The cinema organ undoubtedly owes a good deal of its present popularity to the vast number of gramophone recordings which are sold all over the world, and I welcome the opportunity of relating some of my experiences at recording sessions. The “man in the street” has a very hazy idea of how records are made, and lots of people must wonder how an organ, which of course cannot be taken to the studio, is recorded at all. In this case, Mahomet comes to the mountain, in the shape of a recording van.
I well remember the day, about four years ago, when the H.M.V. recording van rolled up to” the Trocadero, Liverpool, to make my first tests on the small 6-unit Wurlitzer there. Recording has made vast strides since then, but those early efforts still sound very fresh and sweet, and the “Cuckoo Waltz” I believe is still one of the best sellers. The recording van, which you see in the accompanying photograph, is a completely self-contained recording studio, and is valued at about £10,000. It weighs 7 tons, contains two recording machines, loudspeaker, and a vast amount of very delicate apparatus.
It is connected by land-line to the microphone, which is slung in front of the organ shutters, a loudspeaker stands near the console, also a signal light which is illuminated while recording is in progress, and the recorders are in telephonic communication with the organ console. There is a good deal of preliminary work to be done before the van arrives, as each title has to be carefully timed and suitably arranged for recording. As soon as everything is ready, we proceed to make a test record, which is played back through the loudspeaker. This gives both recorders and performer some idea of what the finished article will be like. Probably a particular stop or combination of stops appears dangerous to the recorders, and after making the necessary adjustments, we go all out on a master record. The wax on which the original sound trace is cut is 1 inch thick, and rotates horizontally on a heavy turntable, a ” stylus ” cutting the trace of the sound waves, as it is fed towards the centre of the disc. The ” play-back ” of the test record, to which I previously referred, is performed by means of a special electrical pick-up, the wax being too soft to take an ordinary pick-up needle. This wax of course is then Useless, but as soon as a ” master ” has been made, it is at once numbered and carefully packed off to Hayes, where it goes through the various stages of development until he finished record appears.

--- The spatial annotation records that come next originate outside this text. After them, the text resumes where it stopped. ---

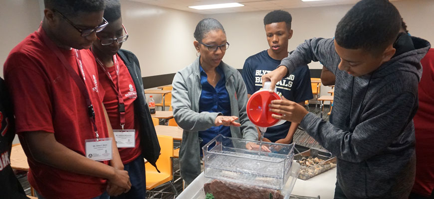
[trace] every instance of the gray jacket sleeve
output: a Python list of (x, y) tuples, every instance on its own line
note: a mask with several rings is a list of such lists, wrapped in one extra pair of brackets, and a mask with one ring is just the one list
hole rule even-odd
[(368, 110), (362, 115), (353, 132), (337, 128), (312, 113), (303, 118), (300, 126), (338, 158), (360, 162), (382, 151), (405, 128), (413, 126), (408, 124), (412, 122), (415, 100), (409, 93), (375, 97), (367, 105), (365, 110)]
[(238, 107), (239, 109), (239, 122), (241, 124), (240, 126), (241, 132), (242, 134), (242, 138), (247, 140), (257, 140), (258, 133), (254, 124), (249, 119), (246, 112), (247, 106), (247, 90), (245, 85), (242, 80), (242, 77), (239, 73), (235, 73), (234, 75), (237, 83), (235, 86), (236, 89), (236, 95), (238, 98)]
[(174, 117), (178, 125), (185, 130), (199, 131), (208, 129), (215, 125), (215, 121), (217, 115), (222, 115), (221, 112), (202, 112), (200, 113), (193, 110), (189, 95), (194, 94), (195, 88), (187, 88), (186, 80), (180, 72), (175, 75), (172, 86)]
[(280, 62), (280, 66), (288, 69), (287, 74), (292, 73), (295, 67), (304, 66), (311, 62), (319, 61), (333, 74), (340, 61), (335, 50), (334, 40), (314, 38), (304, 41), (292, 53)]

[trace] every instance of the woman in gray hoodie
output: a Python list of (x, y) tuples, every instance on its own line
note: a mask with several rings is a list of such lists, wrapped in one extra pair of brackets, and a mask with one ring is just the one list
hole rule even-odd
[(172, 83), (174, 116), (184, 129), (181, 175), (187, 184), (201, 173), (201, 148), (218, 134), (258, 139), (246, 113), (247, 91), (241, 74), (221, 61), (229, 47), (223, 26), (215, 19), (203, 19), (194, 36), (199, 57), (177, 73)]

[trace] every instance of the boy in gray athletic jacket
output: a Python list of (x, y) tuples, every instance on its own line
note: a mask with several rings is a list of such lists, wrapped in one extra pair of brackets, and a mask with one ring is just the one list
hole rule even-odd
[[(415, 175), (420, 62), (427, 41), (399, 34), (401, 17), (386, 0), (362, 0), (338, 24), (334, 40), (306, 40), (262, 76), (272, 85), (297, 66), (320, 61), (336, 76), (328, 122), (287, 100), (276, 118), (300, 126), (338, 157), (335, 198), (406, 199)], [(338, 70), (338, 69), (339, 70)]]

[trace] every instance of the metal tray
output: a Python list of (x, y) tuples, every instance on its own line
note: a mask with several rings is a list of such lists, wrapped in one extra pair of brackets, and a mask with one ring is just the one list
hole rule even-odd
[(336, 157), (329, 152), (321, 149), (312, 148), (307, 151), (301, 152), (294, 156), (295, 161), (299, 161), (302, 158), (312, 157), (313, 158), (318, 158), (322, 160), (319, 163), (309, 166), (301, 166), (298, 178), (301, 180), (307, 180), (319, 174), (322, 173), (336, 167)]

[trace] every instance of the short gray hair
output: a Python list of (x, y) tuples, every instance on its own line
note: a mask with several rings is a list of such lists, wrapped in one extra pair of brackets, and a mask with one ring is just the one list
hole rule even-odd
[(199, 21), (199, 23), (196, 25), (196, 29), (195, 30), (193, 36), (197, 41), (202, 42), (207, 33), (213, 30), (221, 30), (224, 34), (226, 34), (224, 28), (223, 28), (223, 26), (216, 19), (207, 18)]

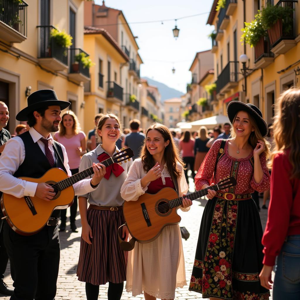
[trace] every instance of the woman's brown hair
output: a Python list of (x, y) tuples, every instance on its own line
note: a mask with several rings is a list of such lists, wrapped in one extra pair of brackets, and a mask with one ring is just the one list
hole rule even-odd
[(61, 136), (63, 136), (66, 134), (66, 128), (64, 125), (63, 122), (64, 117), (66, 115), (69, 115), (73, 118), (73, 132), (75, 135), (78, 134), (80, 131), (81, 128), (80, 128), (80, 124), (79, 121), (78, 120), (76, 115), (72, 110), (67, 110), (65, 112), (62, 116), (62, 122), (59, 124), (59, 135)]
[(184, 163), (180, 158), (178, 153), (177, 147), (175, 146), (172, 137), (172, 135), (166, 126), (159, 123), (154, 123), (150, 125), (146, 132), (146, 138), (145, 139), (142, 149), (140, 157), (143, 163), (143, 168), (148, 172), (155, 165), (155, 162), (152, 155), (150, 154), (146, 146), (148, 133), (152, 129), (155, 129), (161, 134), (165, 142), (169, 141), (169, 145), (165, 148), (164, 152), (164, 157), (166, 163), (167, 168), (169, 172), (173, 177), (178, 178), (181, 175), (181, 172), (178, 169), (177, 163), (179, 163), (184, 168)]
[(300, 178), (300, 89), (287, 90), (278, 99), (273, 130), (275, 145), (270, 166), (275, 154), (290, 149), (289, 160), (292, 167), (291, 178)]
[(114, 119), (118, 122), (119, 124), (119, 128), (120, 128), (120, 135), (121, 136), (122, 134), (122, 127), (121, 126), (121, 122), (120, 122), (119, 118), (116, 115), (113, 113), (111, 112), (107, 112), (106, 113), (103, 114), (102, 116), (100, 117), (98, 122), (98, 125), (95, 128), (95, 131), (96, 132), (96, 141), (98, 143), (100, 143), (102, 141), (102, 139), (101, 137), (99, 135), (99, 134), (98, 133), (98, 130), (101, 130), (102, 128), (104, 125), (105, 121), (109, 118), (111, 118), (112, 119)]
[[(249, 121), (250, 124), (252, 125), (254, 128), (254, 131), (252, 131), (250, 134), (250, 136), (248, 139), (248, 142), (250, 144), (251, 146), (253, 149), (254, 149), (256, 147), (257, 143), (258, 142), (258, 140), (262, 141), (265, 143), (265, 150), (264, 150), (263, 153), (265, 154), (266, 155), (266, 159), (268, 159), (270, 157), (270, 151), (271, 146), (270, 143), (264, 137), (262, 137), (262, 134), (260, 132), (260, 130), (257, 126), (257, 124), (255, 121), (255, 119), (251, 116), (251, 114), (249, 113), (248, 112), (246, 112), (248, 114), (248, 115), (249, 117)], [(238, 113), (238, 112), (235, 115), (233, 118), (233, 121), (232, 122), (232, 125), (234, 124), (234, 122), (236, 122), (236, 116)], [(230, 136), (232, 138), (235, 138), (236, 136), (236, 133), (234, 132), (234, 129), (233, 126), (232, 126), (230, 129)]]

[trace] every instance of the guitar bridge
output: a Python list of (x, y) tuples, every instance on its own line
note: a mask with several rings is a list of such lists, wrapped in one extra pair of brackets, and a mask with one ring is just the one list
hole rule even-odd
[(30, 210), (32, 213), (32, 214), (34, 216), (35, 214), (36, 214), (38, 213), (37, 212), (37, 211), (35, 210), (35, 208), (34, 208), (34, 207), (33, 206), (33, 203), (32, 203), (30, 197), (29, 196), (25, 196), (24, 198), (25, 198), (26, 203), (27, 204), (27, 205), (28, 206), (29, 209)]
[(147, 226), (149, 227), (152, 225), (151, 222), (150, 222), (150, 219), (149, 218), (149, 216), (148, 215), (148, 212), (147, 212), (147, 208), (146, 208), (146, 205), (145, 203), (141, 203), (141, 206), (142, 206), (142, 210), (143, 212), (143, 215), (144, 216), (144, 218), (146, 221), (146, 223), (147, 224)]

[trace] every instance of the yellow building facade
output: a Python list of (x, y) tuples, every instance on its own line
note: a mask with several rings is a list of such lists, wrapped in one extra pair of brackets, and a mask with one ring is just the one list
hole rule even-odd
[[(76, 55), (83, 51), (84, 1), (29, 0), (11, 1), (9, 5), (6, 22), (0, 21), (0, 100), (8, 106), (8, 129), (13, 133), (18, 123), (15, 116), (27, 106), (30, 92), (46, 88), (55, 90), (59, 99), (71, 102), (70, 108), (83, 127), (83, 84), (89, 80), (89, 70), (83, 70), (81, 62), (78, 70), (72, 66)], [(0, 8), (4, 14), (7, 10)], [(51, 31), (54, 28), (72, 36), (70, 49), (53, 41)]]
[[(258, 10), (269, 2), (226, 0), (225, 7), (218, 11), (215, 10), (218, 1), (213, 2), (207, 23), (214, 26), (216, 34), (212, 50), (218, 101), (215, 114), (226, 115), (229, 102), (239, 100), (259, 107), (270, 123), (276, 98), (286, 88), (299, 86), (299, 75), (294, 70), (300, 66), (300, 10), (297, 2), (274, 1), (274, 5), (293, 10), (289, 18), (292, 29), (288, 34), (280, 32), (272, 40), (268, 31), (261, 49), (258, 46), (251, 48), (242, 45), (241, 41), (244, 21), (250, 22)], [(242, 54), (247, 57), (243, 58), (244, 64), (240, 58)]]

A recording session can be very nerve-racking on occasion – sometimes everything goes smoothly (on one occasion we made ten records in two mornings), but sometimes everything goes wrong, and one has to play the same title over and over for hours on end, until one never wants to hear the wretched tune again. I am fortunate at Chester in being able to record in the mornings, but I remember two sessions at the New Victoria, London, when we were at it from 11.30 p.m. until 5.30 a.m. The small hours of the morning are not exactly ideal for a soulful rendering of “Love’s Old Sweet Song,” and I must have almost fallen asleep on the second “master,” as the recorders rang through to enquire (verv politely) ” why the —- I had gone an inch over the edge.”
The Chester organ is ideal for recording purposes, the two chambers being situated over the proscenium arch, and judging by the letters I have received from organ enthusiasts since broadcasting began, it apparently comes “over the air” just as effectively. One of our most interesting experiments here was when we persuaded patrons to remain after the show and try their voices in community singing with organ accompaniment. A test record was made and played back to the audience, and how they sang on the subsequent “master”! The chief difficulty was to restrain them from singing in the non-vocal items. Every organist has some amusing experience which sticks in his memory , and I can distinctly remember an occasion here at Chester when I played a little trick on the audience with one of my records. The record was synchronised through the talkie loudspeakers with my playing, and at an agreed signal, a complete “black-out” enabled me to disappear behind the console. When the spotlight was flashed on the empty console, with the record playing, we managed to have the audience suitably mystified, but what I didn’t bargain for was to overhear the remark (from the “ninepennies”), on my return to the console, “Didn’t I tell you he never really plays that —- organ!” Which goes to show how very careful we organists have to be in these mechanical days.